Benchmarking details
Benchmarks are always opinionated. The goal of this benchmark is to find the best possible self-hosted backend for $/token:
- end-to-end, including the RestAPI server
 - multi-tenant: multiple clients will try to query your server
 - fair batch size: You want to limit request size (sentences per requests) to something low, such that you can load balance requests, scale
 - measured over throughput per token: Idle servers are bad for business.
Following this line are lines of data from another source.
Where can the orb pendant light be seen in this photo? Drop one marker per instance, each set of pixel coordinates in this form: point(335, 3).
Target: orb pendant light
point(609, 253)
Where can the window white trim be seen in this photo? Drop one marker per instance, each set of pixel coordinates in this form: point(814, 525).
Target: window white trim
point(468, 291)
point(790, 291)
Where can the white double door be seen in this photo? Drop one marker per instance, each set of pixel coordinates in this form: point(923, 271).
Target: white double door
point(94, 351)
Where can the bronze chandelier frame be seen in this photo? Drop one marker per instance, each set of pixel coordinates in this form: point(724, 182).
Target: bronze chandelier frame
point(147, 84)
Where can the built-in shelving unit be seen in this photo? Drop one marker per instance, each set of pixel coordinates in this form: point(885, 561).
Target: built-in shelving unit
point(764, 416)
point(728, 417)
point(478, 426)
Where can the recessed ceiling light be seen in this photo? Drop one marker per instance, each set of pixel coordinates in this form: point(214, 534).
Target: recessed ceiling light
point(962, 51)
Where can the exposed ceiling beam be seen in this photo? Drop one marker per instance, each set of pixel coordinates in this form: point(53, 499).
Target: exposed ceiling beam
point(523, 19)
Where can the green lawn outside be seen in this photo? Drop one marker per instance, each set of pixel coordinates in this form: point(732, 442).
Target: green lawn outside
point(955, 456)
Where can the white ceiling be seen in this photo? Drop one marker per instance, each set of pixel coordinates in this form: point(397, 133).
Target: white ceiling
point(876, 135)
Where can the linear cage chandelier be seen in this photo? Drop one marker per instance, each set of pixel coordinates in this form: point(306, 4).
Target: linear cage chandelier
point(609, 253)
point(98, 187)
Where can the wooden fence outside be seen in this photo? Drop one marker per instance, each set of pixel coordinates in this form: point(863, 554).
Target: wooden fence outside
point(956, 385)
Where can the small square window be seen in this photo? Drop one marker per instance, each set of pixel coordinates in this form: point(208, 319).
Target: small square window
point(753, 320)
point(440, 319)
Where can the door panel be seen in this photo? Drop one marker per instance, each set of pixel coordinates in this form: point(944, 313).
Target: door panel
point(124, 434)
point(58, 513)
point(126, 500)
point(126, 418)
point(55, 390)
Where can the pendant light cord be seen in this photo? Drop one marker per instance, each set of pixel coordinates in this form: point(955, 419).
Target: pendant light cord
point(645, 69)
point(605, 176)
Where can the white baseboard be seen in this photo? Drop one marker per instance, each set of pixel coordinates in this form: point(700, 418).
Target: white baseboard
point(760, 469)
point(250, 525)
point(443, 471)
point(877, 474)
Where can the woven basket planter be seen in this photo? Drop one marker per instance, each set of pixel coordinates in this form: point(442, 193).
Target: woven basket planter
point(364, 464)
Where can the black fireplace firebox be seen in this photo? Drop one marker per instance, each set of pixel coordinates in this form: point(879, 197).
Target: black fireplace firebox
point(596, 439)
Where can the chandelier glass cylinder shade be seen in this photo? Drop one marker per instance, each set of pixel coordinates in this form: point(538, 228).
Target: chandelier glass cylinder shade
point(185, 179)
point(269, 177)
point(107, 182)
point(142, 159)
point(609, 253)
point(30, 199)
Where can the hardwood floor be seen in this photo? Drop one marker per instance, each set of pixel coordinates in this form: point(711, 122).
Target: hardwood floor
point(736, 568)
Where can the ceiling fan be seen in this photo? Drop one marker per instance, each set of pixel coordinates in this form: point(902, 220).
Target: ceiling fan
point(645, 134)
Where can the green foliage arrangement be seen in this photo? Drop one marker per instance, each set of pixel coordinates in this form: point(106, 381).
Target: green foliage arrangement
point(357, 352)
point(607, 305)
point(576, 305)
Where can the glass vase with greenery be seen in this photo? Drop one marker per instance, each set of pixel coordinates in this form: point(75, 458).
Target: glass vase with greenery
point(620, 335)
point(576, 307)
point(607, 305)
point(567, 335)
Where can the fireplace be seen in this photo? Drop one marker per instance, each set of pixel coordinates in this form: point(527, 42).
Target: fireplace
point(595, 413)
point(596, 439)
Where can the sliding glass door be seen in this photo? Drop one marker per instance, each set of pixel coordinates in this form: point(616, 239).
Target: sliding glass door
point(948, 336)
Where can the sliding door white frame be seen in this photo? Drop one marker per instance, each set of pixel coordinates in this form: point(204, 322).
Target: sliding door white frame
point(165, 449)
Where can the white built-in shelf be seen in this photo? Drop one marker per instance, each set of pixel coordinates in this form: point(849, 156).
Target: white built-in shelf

This benchmark is NOT about the latency for a single request against an IDLE server. It partially evaluates the latency under a typical load scenario
 - Bert small / large - the most typical semantic search tasks require a small model (< 1B params)
 - accuracy: each backend must have a ~1e-4 prevision over the torch fp32 embeddings.
 
Benchmarking machines:
CPU and NVIDIA:
- GCP g2-standard-16
 - Intel Cascade Lake
 - 1 x NVIDIA L4, cu122
 
AMD:
- 16 core CPU
 - AMD MI210, rocm5.7 without flash-attn
 
AWS Inferentia
- Huggingface AMI (torch-neuronx 1.13, optimum 1.17)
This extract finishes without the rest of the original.